Il presupposto essenziale è che Biden adorasse le frontiere aperte, mentre Trump, il demagogo, è sulla buona strada per attuare una repressione redditizia.

Il giornalista Lee Fang ha caricaturato proprio questo spettro in un recente articolo intitolato “Il caso progressista contro l'immigrazione,” che vanno da persone con cartelli in giardino con la scritta “Benvenuti rifugiati” ad altri che sostengono fermamente la deportazione di massa.

Fang ha sostenuto che i democratici dovrebbero abbracciare l’applicazione delle leggi sui confini e “sostenere la sicurezza dei confini e [avere] meno tolleranza per le violazioni delle regole sui migranti”. Questo, ha suggerito, consentirebbe al partito di “riconnettersi con le sue radici operaie”.

Quello di Fang è stato uno dei tanti articoli post-elettorali che sollevavano questioni simili, vale a dire che la posizione dei Democratici sulla libera circolazione attraverso il confine è costata loro le elezioni.

Ma cosa sarebbe successo se l'amministrazione Biden, invece di opporsi alle deportazioni di massa, avesse contribuito in modo proattivo a costruire la sua stessa infrastruttura?
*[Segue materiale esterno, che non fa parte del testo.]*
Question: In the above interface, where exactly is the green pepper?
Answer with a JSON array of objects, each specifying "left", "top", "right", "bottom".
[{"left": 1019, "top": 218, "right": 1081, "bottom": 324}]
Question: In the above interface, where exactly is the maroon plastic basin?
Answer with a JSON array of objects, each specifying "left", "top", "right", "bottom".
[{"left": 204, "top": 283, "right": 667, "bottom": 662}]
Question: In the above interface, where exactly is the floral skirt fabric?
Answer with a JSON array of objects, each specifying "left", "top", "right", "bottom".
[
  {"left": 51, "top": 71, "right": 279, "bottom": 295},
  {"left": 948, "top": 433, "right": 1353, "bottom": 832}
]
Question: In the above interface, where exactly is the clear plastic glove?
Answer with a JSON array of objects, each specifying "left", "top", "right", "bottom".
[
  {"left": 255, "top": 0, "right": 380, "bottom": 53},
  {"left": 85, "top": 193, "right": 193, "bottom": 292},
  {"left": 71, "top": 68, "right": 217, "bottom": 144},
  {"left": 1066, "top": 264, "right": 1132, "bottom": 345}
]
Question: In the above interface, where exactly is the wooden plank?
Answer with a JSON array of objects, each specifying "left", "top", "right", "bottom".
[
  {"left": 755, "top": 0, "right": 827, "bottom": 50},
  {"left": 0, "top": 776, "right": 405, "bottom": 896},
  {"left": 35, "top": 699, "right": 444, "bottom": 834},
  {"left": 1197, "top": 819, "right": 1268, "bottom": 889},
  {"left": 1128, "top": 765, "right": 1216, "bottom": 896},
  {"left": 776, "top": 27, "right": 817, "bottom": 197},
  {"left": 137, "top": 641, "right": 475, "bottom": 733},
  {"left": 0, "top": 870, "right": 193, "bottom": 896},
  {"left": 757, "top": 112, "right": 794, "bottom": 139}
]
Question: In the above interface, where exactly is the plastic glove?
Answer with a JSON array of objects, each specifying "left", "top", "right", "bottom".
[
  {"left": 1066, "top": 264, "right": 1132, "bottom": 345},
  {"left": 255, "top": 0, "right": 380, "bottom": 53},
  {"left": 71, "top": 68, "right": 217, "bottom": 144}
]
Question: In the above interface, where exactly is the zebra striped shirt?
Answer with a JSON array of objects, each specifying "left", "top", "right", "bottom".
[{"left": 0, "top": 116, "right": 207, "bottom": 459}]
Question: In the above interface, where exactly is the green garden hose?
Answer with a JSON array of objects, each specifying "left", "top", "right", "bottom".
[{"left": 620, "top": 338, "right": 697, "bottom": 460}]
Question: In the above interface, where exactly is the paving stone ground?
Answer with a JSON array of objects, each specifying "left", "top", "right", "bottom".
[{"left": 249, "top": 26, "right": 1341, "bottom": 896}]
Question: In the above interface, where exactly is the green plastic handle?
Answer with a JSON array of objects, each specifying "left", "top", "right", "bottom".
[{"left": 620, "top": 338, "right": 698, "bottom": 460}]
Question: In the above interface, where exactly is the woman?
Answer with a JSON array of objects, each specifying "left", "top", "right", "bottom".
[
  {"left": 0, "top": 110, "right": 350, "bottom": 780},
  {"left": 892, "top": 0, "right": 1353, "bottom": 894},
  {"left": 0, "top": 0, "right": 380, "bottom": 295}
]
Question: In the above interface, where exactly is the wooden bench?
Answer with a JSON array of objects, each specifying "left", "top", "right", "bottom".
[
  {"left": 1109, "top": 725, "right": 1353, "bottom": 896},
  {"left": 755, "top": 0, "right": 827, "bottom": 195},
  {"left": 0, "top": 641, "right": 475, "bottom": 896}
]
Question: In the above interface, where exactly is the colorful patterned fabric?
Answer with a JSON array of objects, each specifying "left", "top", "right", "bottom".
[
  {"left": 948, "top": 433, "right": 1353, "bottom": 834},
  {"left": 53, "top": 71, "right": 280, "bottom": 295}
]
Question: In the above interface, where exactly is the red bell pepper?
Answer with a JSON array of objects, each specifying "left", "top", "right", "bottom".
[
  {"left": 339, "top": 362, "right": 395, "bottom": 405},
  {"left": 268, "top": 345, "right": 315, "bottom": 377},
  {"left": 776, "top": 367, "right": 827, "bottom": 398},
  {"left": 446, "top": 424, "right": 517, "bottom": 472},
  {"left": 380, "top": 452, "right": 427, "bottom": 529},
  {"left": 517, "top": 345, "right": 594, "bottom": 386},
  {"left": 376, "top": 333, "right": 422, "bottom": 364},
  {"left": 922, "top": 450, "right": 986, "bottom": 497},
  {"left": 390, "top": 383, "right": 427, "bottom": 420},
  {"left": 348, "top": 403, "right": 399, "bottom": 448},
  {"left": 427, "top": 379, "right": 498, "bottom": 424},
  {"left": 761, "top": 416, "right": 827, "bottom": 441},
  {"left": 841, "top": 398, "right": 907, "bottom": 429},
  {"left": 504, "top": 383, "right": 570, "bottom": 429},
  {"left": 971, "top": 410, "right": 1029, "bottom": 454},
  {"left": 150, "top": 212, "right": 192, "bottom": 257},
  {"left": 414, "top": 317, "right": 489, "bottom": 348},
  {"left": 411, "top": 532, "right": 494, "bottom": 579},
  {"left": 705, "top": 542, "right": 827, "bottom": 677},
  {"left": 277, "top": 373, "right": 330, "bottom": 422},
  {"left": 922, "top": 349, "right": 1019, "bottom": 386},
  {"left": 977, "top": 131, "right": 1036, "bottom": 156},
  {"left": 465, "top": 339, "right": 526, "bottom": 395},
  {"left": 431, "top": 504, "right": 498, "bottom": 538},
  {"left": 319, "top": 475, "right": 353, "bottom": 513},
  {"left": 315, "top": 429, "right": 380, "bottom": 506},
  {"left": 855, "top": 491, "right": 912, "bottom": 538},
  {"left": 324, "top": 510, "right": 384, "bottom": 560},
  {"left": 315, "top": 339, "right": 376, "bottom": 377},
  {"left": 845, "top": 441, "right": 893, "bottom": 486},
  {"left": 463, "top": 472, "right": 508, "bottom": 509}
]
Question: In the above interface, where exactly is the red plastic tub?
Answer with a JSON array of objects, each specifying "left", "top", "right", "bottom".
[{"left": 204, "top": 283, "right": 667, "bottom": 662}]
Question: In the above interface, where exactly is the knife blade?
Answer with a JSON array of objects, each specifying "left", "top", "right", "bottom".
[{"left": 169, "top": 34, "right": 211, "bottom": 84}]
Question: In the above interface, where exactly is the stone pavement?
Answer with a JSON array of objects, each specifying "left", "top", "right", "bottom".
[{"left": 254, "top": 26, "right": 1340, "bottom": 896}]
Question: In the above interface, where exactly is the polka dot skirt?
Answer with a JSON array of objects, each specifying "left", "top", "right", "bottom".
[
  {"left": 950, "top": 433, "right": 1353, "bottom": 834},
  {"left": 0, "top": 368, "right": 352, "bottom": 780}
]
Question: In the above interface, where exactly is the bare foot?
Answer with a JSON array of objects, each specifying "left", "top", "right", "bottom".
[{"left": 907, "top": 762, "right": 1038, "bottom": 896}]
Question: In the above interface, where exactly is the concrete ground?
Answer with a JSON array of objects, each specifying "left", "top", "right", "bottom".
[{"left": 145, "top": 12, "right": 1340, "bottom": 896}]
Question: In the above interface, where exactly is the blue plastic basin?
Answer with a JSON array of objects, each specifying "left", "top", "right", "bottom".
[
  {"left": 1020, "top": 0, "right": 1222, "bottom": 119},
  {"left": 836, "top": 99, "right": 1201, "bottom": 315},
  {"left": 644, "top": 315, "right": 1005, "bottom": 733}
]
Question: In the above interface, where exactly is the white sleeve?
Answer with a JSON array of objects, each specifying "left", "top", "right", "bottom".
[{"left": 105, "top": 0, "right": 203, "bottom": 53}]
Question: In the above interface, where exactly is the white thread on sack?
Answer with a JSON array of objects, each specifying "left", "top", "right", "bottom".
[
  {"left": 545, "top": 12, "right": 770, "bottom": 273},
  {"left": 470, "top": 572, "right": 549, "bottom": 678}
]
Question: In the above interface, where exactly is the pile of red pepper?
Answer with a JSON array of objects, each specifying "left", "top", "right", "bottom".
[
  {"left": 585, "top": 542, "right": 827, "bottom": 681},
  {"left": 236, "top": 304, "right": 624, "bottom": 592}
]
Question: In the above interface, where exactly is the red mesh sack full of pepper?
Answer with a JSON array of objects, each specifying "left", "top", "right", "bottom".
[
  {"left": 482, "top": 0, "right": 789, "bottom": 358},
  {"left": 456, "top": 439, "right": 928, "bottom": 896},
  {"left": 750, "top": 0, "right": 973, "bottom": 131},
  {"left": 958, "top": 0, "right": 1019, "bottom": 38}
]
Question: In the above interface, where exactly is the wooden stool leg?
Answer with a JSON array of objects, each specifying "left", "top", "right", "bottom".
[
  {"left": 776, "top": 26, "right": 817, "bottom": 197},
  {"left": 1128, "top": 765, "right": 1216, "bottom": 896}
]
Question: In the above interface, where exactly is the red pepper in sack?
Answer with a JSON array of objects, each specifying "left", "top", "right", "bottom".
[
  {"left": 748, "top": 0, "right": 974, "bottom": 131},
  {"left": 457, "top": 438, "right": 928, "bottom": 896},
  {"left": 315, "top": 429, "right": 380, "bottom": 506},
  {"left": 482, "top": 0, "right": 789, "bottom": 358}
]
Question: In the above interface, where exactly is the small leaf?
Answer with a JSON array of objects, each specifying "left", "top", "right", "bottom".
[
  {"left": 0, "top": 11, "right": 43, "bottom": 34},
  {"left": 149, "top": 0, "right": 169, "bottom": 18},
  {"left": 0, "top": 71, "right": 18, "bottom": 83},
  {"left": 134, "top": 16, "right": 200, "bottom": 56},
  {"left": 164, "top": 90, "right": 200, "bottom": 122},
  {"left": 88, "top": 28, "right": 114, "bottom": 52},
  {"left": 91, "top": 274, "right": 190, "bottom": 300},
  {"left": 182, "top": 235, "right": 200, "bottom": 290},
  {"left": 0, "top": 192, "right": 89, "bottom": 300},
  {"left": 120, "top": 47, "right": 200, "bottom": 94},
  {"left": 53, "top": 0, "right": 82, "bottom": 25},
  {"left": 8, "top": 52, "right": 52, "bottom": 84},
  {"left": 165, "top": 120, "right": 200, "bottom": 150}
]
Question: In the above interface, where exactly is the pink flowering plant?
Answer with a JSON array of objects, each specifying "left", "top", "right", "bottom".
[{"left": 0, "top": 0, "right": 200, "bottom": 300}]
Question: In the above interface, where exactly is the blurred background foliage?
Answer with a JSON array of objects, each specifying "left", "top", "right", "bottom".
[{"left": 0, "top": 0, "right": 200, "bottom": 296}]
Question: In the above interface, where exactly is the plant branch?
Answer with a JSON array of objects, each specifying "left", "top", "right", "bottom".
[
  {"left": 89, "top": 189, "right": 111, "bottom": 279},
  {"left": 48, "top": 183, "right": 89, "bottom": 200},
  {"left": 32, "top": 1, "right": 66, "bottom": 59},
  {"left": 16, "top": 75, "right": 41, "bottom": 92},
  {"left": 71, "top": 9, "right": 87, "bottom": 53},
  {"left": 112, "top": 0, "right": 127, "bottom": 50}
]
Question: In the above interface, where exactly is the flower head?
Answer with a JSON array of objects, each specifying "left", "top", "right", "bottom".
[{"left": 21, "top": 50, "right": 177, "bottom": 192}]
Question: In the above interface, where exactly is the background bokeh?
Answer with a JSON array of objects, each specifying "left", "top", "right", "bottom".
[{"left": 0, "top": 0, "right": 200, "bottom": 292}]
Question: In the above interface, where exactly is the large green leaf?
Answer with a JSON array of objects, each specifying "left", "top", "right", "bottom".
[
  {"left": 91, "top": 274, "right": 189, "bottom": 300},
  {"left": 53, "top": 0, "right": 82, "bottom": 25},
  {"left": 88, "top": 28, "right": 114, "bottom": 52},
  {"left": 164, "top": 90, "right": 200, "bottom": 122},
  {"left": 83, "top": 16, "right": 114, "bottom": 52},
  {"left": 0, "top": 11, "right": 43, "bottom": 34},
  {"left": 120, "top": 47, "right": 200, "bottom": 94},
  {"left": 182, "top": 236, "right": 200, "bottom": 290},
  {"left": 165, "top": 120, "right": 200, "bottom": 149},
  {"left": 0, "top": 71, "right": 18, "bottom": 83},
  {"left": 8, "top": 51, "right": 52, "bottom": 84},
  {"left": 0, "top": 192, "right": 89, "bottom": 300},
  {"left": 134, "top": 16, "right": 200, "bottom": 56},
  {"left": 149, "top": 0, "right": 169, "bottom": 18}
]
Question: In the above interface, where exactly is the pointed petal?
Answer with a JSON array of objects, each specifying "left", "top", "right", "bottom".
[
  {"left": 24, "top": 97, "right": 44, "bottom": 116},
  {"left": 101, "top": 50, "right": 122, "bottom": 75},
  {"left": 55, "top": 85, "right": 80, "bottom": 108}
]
E se, in realtà, non ci fossero state due visioni nettamente opposte e litigiose della sicurezza dei confini, ma due versioni alleate?

Cosa succederebbe se iniziassimo a prestare attenzione ai bilanci in cui vengono spesi i soldi per il complesso industriale di confine, che raccontano una storia molto diversa da quella che ci aspettiamo?

 Biden con gli agenti di frontiera nel gennaio 2023 a El Paso, Texas. (Foto della Casa Bianca, Adam Schultz)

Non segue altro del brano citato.